Voodoo priestess Halle Johnson’s life couldn’t get any worse…or so she thinks. The sheriff and everyone in town thinks she’s a murderess, her best friend is a nymphomaniac, the men in town assume that she’s easy since she lives alone, and now she finds a half dead white man on the bayou near her home. Common sense tells her to just walk away and not get involved, but all it takes is one look at the handsome unconscious northerner to get involved.
When a mysterious woman becomes the object of a stranger’s desire, magic can happen. No matter the local rumors of her murdering men, the fire of passion ignites to stir up the bayou and one man’s heart.
Born a voodoo priestess, recluse Halle Johnson keeps her chin up high, ignoring stares and gossip that’s been part of her life for years since the disappearance of her old flame. When she saves the life of journalist, Langston Priestly and nurses him back to health in her home, the heat is on.

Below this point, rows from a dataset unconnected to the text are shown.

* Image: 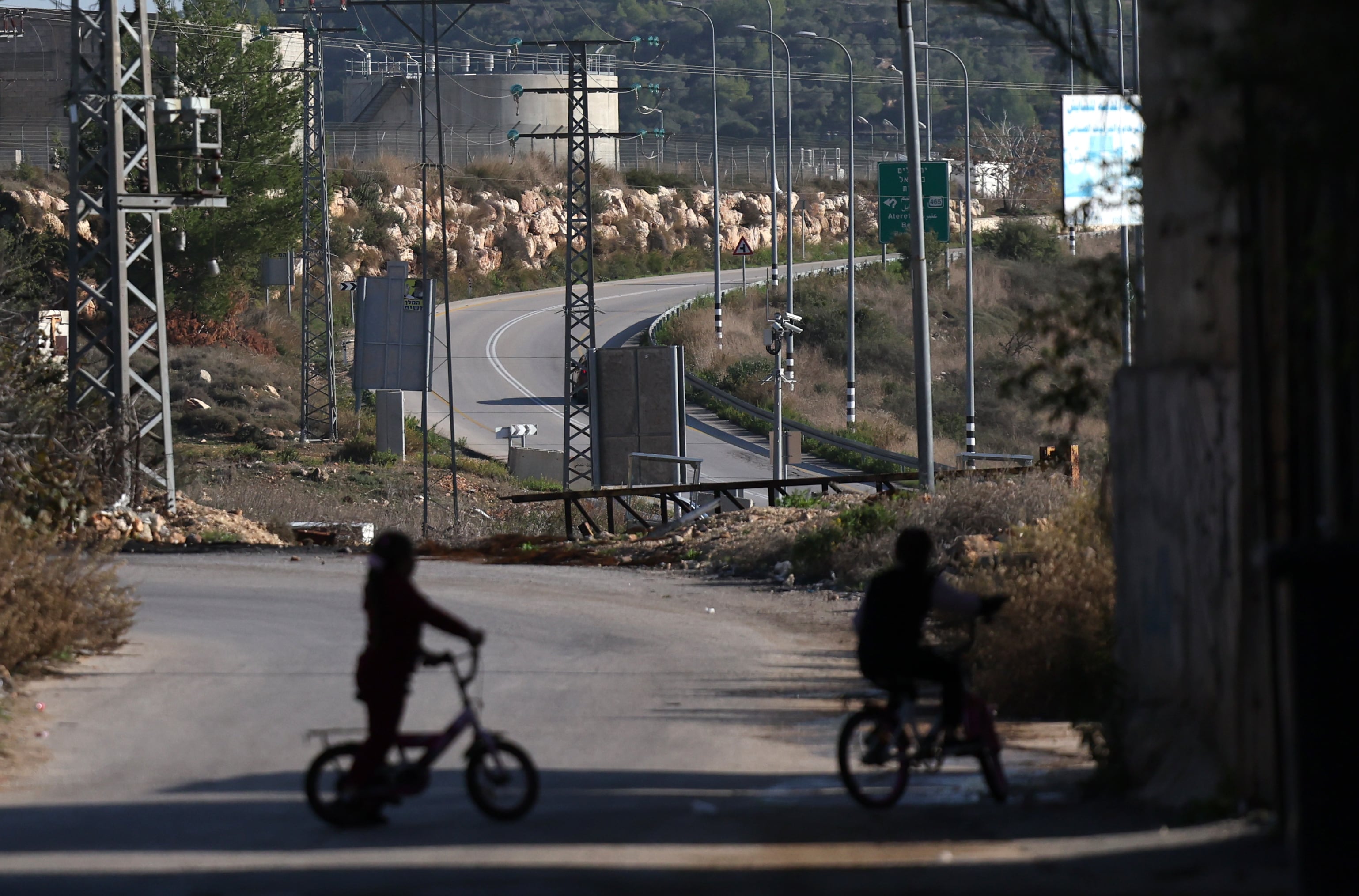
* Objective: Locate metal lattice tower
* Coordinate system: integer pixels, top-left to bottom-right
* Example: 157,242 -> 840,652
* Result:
511,39 -> 636,489
302,15 -> 337,442
561,42 -> 597,489
67,0 -> 227,511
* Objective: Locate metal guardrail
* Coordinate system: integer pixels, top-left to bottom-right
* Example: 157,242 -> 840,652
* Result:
684,373 -> 935,470
647,258 -> 953,470
500,472 -> 917,538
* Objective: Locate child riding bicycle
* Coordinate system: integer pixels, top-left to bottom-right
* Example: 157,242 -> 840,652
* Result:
853,529 -> 1007,755
341,532 -> 485,823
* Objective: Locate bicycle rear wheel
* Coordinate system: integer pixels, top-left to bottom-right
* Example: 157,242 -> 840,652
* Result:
977,746 -> 1010,805
466,736 -> 538,821
837,707 -> 911,809
303,744 -> 382,828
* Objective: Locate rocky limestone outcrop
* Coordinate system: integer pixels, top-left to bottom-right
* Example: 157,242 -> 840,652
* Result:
8,184 -> 981,280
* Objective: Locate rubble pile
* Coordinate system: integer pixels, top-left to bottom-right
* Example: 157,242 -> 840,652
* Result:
86,496 -> 283,545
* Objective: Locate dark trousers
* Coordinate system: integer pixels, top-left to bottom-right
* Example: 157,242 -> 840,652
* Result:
349,687 -> 406,789
872,650 -> 962,729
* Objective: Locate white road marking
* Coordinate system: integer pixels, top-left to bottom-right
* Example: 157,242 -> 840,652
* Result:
0,820 -> 1267,877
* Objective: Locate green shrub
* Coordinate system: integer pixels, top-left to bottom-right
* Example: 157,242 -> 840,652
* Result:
624,169 -> 693,192
839,502 -> 897,538
773,492 -> 826,507
458,457 -> 514,491
972,219 -> 1060,261
227,443 -> 260,461
792,502 -> 897,579
330,435 -> 378,464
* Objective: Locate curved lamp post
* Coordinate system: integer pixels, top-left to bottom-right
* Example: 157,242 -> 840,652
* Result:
795,31 -> 853,430
916,41 -> 977,466
737,24 -> 795,379
662,0 -> 722,352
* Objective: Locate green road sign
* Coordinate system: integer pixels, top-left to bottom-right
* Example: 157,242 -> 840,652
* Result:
878,162 -> 949,243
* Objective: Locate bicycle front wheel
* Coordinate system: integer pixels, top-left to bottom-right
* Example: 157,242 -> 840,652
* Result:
466,736 -> 538,821
837,707 -> 911,809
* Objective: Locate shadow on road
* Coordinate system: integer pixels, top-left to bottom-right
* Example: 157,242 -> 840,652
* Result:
0,770 -> 1283,893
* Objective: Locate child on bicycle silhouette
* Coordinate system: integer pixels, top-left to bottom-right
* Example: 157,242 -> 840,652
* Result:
342,532 -> 485,821
853,529 -> 1006,744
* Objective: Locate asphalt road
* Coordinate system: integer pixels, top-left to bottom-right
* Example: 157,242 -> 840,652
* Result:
0,552 -> 1282,896
405,261 -> 849,481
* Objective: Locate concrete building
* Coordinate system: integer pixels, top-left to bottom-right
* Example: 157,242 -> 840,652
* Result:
328,45 -> 618,167
0,10 -> 71,170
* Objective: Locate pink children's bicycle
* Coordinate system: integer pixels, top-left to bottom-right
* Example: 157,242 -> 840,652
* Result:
836,620 -> 1010,809
306,649 -> 538,827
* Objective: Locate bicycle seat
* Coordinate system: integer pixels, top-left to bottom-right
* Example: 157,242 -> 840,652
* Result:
874,680 -> 920,702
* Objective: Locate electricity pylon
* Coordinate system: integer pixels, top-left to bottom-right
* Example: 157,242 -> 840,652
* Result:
67,0 -> 227,513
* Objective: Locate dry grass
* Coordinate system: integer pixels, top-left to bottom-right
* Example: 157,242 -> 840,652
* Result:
670,249 -> 1113,464
792,473 -> 1117,721
964,494 -> 1118,721
804,472 -> 1079,585
0,515 -> 137,669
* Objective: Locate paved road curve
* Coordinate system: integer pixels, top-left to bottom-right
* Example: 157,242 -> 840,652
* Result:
0,552 -> 1279,896
406,261 -> 864,480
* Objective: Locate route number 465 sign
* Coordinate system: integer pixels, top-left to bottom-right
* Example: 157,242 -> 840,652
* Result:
878,162 -> 949,243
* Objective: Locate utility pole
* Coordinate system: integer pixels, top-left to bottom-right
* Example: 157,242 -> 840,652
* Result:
795,31 -> 848,430
660,0 -> 722,352
921,44 -> 973,468
300,25 -> 338,442
67,0 -> 227,513
897,0 -> 934,492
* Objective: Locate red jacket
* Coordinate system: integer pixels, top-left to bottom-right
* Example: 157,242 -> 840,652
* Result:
355,572 -> 472,699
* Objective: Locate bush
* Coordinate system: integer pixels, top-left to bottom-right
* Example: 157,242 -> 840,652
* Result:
227,442 -> 260,461
973,219 -> 1059,261
330,435 -> 378,464
792,502 -> 897,579
0,517 -> 137,669
624,169 -> 693,192
773,492 -> 826,507
962,495 -> 1118,722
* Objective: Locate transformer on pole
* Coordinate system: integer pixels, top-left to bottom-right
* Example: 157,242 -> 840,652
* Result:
67,0 -> 227,513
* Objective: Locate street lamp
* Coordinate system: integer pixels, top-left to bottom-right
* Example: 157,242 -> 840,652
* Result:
660,0 -> 723,352
887,65 -> 906,155
796,31 -> 872,430
916,41 -> 977,466
897,0 -> 934,492
849,116 -> 874,155
737,24 -> 794,383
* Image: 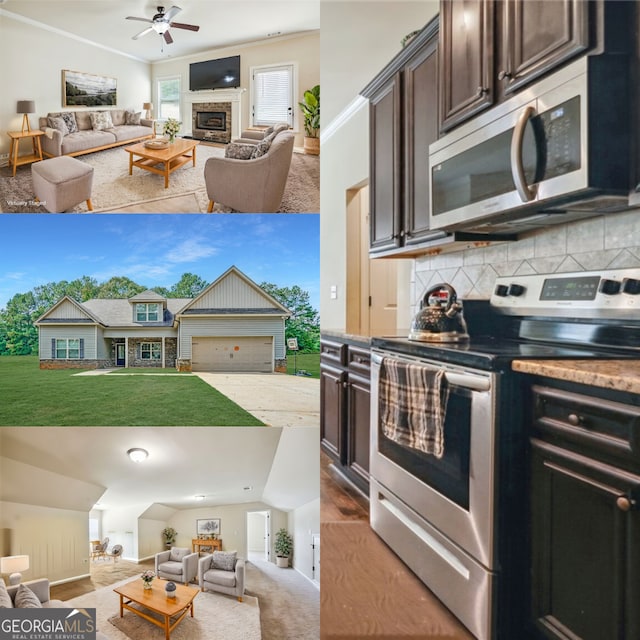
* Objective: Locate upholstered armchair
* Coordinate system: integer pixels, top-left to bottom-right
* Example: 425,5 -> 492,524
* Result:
156,547 -> 199,584
204,131 -> 294,213
198,551 -> 244,602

Langston wants to prove Halle’s innocence in a crime she didn’t commit, falling in love with her the moment he sees her. Life in the bayou is strange to this city slicker, yet he finds himself drawn to it, even with the dangers of voodoo rituals and deadly swamp creatures.
The story has a great premise though a little corny at times. At twenty-seven years old, the heroine is innocent and yet she knows what to do in bed which was a bit confusing. For an erotic romance, the sex scenes were short and to the point, missing the details I love to read. They could use some spicing up. Lots of repetition with sentences beginning with: She, She, She…all in the same paragraph. Rewording would make the structure flow better.
Still, style and editing problems aside, it was a cute story that tugged at the heart strings. There is nothing worse than being ostracized for being unique. The hero made sure to champion the heroine and keep their relationship secret from the gossip mongers; a gentleman through and through.